If you are expecting, remember that if you don't know your options, you don't have any. Locate a consumer oriented childbirth class.  Do some research on your own so you can better explain why you want to do what you are discussing with your physician or midwife.  Penny Simkin's material is a good place to start.  You can even find her on YouTube.  Don't be afraid to let your wishes about how you want to approach your birth experience be made know to your care providers.  Do this in a non-confrontational way.  Remember you are still representing the Lord in your conversations. 

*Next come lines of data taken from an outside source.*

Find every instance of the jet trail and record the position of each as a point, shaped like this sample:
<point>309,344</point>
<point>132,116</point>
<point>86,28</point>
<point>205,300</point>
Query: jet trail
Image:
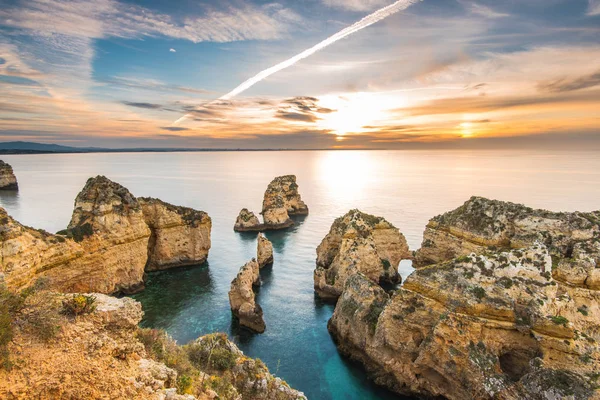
<point>357,26</point>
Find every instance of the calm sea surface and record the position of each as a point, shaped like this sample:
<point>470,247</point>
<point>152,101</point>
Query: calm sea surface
<point>407,188</point>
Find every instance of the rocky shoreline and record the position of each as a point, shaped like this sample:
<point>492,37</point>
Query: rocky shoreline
<point>504,302</point>
<point>503,305</point>
<point>112,240</point>
<point>281,200</point>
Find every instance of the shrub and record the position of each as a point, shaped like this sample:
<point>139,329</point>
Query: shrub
<point>559,320</point>
<point>478,292</point>
<point>79,304</point>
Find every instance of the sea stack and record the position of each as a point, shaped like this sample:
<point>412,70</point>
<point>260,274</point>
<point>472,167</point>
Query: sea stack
<point>8,180</point>
<point>281,200</point>
<point>242,299</point>
<point>264,251</point>
<point>180,236</point>
<point>247,221</point>
<point>506,322</point>
<point>358,242</point>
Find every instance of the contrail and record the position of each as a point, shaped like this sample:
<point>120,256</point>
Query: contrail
<point>357,26</point>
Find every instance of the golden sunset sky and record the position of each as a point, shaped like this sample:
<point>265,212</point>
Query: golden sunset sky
<point>442,73</point>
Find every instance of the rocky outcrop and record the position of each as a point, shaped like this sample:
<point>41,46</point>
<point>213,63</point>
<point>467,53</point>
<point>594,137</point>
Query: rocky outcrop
<point>264,251</point>
<point>107,244</point>
<point>180,236</point>
<point>242,299</point>
<point>8,180</point>
<point>103,354</point>
<point>281,200</point>
<point>497,323</point>
<point>247,221</point>
<point>481,224</point>
<point>358,242</point>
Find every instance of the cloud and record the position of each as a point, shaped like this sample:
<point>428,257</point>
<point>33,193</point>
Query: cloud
<point>151,85</point>
<point>174,128</point>
<point>356,5</point>
<point>593,8</point>
<point>301,109</point>
<point>148,106</point>
<point>568,85</point>
<point>485,11</point>
<point>109,18</point>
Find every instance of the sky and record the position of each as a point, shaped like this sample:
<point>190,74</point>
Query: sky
<point>438,74</point>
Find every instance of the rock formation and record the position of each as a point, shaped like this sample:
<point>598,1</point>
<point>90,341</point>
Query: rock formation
<point>103,354</point>
<point>242,299</point>
<point>180,235</point>
<point>264,251</point>
<point>281,200</point>
<point>108,223</point>
<point>8,180</point>
<point>480,224</point>
<point>358,242</point>
<point>503,323</point>
<point>247,221</point>
<point>106,245</point>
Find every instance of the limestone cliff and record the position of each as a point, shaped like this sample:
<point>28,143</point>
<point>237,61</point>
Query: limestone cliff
<point>480,224</point>
<point>180,235</point>
<point>358,242</point>
<point>8,180</point>
<point>282,200</point>
<point>107,244</point>
<point>247,221</point>
<point>496,323</point>
<point>109,225</point>
<point>103,354</point>
<point>264,251</point>
<point>242,299</point>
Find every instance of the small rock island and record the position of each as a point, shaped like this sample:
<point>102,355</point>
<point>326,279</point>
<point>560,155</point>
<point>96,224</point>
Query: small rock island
<point>281,200</point>
<point>242,299</point>
<point>8,180</point>
<point>358,242</point>
<point>504,304</point>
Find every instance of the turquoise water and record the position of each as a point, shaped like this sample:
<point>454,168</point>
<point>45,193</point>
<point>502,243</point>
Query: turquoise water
<point>407,188</point>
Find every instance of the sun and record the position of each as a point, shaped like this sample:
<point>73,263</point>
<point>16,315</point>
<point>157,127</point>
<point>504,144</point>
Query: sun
<point>351,113</point>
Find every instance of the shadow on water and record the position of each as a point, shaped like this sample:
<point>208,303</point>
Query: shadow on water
<point>240,334</point>
<point>171,292</point>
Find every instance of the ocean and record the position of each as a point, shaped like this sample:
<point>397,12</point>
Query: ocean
<point>405,187</point>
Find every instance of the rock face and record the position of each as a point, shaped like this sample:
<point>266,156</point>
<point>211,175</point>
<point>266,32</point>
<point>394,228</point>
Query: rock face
<point>480,224</point>
<point>109,225</point>
<point>104,354</point>
<point>242,299</point>
<point>247,221</point>
<point>180,236</point>
<point>107,244</point>
<point>94,356</point>
<point>358,242</point>
<point>264,251</point>
<point>282,200</point>
<point>8,180</point>
<point>507,324</point>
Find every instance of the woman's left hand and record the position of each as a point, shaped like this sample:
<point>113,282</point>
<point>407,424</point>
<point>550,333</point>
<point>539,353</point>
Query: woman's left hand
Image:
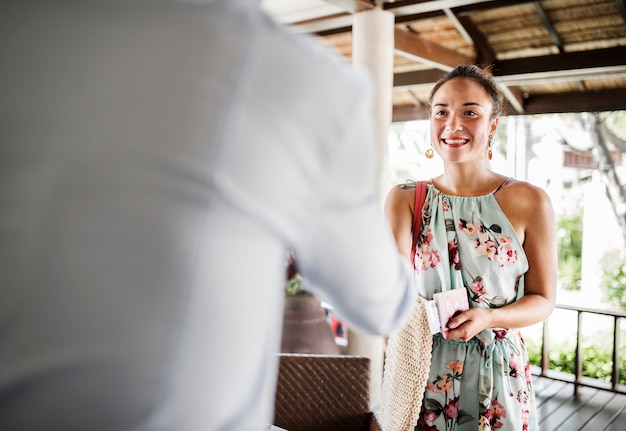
<point>467,324</point>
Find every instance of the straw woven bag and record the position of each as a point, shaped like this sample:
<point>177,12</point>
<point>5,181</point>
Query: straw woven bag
<point>408,356</point>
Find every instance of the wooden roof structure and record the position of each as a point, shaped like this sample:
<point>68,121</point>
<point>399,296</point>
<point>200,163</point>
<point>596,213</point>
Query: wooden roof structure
<point>550,56</point>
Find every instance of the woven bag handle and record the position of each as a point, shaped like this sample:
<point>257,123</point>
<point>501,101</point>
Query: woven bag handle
<point>420,198</point>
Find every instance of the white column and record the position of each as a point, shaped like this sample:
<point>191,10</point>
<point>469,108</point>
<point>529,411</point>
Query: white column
<point>372,49</point>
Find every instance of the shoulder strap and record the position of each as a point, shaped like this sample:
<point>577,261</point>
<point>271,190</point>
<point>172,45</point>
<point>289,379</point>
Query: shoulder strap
<point>420,198</point>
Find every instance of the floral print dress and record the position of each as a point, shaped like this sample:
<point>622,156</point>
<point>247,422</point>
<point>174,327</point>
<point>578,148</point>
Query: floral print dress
<point>485,383</point>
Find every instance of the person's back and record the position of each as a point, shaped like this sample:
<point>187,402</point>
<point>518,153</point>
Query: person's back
<point>156,159</point>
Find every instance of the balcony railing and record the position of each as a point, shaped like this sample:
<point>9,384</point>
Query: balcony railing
<point>577,378</point>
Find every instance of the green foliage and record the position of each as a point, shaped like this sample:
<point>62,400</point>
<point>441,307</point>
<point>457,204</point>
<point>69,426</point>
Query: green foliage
<point>597,352</point>
<point>570,240</point>
<point>295,285</point>
<point>614,279</point>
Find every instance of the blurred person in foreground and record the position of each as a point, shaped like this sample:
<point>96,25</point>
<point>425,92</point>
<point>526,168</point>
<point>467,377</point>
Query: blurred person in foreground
<point>157,158</point>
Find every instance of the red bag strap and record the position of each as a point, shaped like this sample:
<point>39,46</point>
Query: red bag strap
<point>420,198</point>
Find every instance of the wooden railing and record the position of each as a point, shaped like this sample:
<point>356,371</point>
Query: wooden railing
<point>577,379</point>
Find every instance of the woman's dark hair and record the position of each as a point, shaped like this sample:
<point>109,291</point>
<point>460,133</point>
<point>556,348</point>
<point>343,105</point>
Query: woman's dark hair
<point>482,77</point>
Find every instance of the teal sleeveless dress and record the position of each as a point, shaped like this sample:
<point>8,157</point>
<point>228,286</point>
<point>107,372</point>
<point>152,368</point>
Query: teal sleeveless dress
<point>485,383</point>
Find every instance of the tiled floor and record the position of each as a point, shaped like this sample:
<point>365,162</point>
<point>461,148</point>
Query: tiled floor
<point>592,410</point>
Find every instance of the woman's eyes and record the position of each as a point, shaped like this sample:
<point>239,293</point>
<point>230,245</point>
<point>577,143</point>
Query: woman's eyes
<point>445,113</point>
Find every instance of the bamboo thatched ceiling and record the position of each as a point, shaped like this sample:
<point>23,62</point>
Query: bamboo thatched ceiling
<point>548,56</point>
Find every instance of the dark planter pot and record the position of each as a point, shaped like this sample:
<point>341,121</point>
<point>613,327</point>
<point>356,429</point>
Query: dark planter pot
<point>305,329</point>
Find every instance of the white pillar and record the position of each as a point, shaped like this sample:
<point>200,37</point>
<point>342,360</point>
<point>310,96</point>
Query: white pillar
<point>373,48</point>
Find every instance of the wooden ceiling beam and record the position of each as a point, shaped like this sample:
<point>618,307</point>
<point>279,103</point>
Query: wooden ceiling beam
<point>610,100</point>
<point>425,51</point>
<point>562,66</point>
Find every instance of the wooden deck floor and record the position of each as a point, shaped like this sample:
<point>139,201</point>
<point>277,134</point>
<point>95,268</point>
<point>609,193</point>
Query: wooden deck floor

Most choices will be part of the "routine" approach in many hospitals, but some might not.  While, in most cases, a plan can be agreed upon, sometimes you may need to switch to another physician or place of delivery which supports you desires.

Approach your pregnancy and labor decisions with prayer for wisdom and for God's direction.  Once you have done everything you want to do to prepare, when labor begins, implement what you have learned. Most importantly, trust the sovereign loving God --who gave this special, precious gift to you -- to be with you throughout the experience.  Find ways to bring glory to Him as you go through childbirth with Him. There is an online resource for women who desire to do this:  www.redeemingchildbirth.com.   

There are not many experiences in a woman's life where God can feel so close.